SmallNetBuilder Roaming Testbed
How To Fix Wi-Fi Roaming tried to explain the whys and wherefores of Wi-Fi roaming. The key intended takeaway was that the wireless device, not the AP/router/mesh point, is the biggest factor in how a device moves between APs.
But Wi-Fi marketeers continue to promise "seamless" roaming and frustrated Wi-Fi users continue to believe them, especially when vendors promise their products use special techniques to bend Wi-Fi devices to their will.
So since I always say that data should do the talking, I'm going to show, in detail, how different devices can have entirely different roaming behavior with the same Wi-Fi system.

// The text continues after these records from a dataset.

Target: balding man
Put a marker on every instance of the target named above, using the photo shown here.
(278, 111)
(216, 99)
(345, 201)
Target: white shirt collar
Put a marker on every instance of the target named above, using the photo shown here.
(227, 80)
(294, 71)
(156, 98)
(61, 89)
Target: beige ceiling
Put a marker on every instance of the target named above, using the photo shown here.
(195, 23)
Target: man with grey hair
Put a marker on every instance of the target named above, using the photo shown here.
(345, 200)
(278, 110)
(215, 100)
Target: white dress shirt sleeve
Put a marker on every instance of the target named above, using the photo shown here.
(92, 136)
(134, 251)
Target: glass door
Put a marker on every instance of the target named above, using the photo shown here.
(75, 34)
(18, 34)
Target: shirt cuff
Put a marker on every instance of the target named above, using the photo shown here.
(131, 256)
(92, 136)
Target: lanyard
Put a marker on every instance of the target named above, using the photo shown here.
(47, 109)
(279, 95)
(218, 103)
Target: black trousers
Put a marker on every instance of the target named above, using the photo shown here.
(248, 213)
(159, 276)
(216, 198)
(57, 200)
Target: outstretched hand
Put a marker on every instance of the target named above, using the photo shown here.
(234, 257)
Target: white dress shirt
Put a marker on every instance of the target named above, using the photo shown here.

I decided to use a NETGEAR AC2200 Orbi "mini" (RBK40) for this experiment because I had it on hand and because it supports 802.11k and v roaming assistance standards. So if devices also support either or both these standards, Orbi should be able to help them on their roaming journey. The Router and Satellite backhaul was via Ethernet.
NETGEAR RBK40 Orbi ("mini") AC2200 Wi-Fi System
For devices, I chose octoScope's Pal-245 partner device, a Windows 10 computer with embedded Wi-Fi adapter and an Android tablet.
With most devices, roaming behavior is a closely guarded secret; no so with the Pal. The Pal-245 provides a STA with known and controllable roaming behavior. Virtually every aspect of its Wi-Fi functions can be controlled, including # of streams, MCS rate and 802.11 mode (a/b/g/n/ac).
For roaming, threshold RSSI (when to roam), band preference and target threshold RSSI can all be controlled (they are outlined in red below). The only thing I couldn't do was disable its 802.11v support (it doesn't support 11k or r).
octoScope Pal-245 controls
The Lenovo M600 computer with Intel Wireless-AC 8260 internal adapter running Windows 10 Pro 64 bit with latest 188.8.131.52 driver for the adapter were chosen because Microsoft says Windows 10 supports 802.11k,v and r (depending on device driver support, of course) and Intel says the AC-8260 supports 802.11k,v and r.
Intel adapter 802.11k,v,r support (partial list)
Finally, the Samsung Galaxy Tab A 8" (2017 version - SM-T380) was chosen because it was found to support 802.11k and v by packet inspection, even though neither is specified (of course). In fact, while the tablet is dual-band, it supports 802.11n (and only 1x1, too).
I used the octoScope based Wi-Fi System Revision 1 testbed for the tests, configured as shown below. Note the Pal-24 and Pal-5 were not used as STAs. Instead, each was set to its packet capture mode to grab control and management frames only, i.e. no data frames.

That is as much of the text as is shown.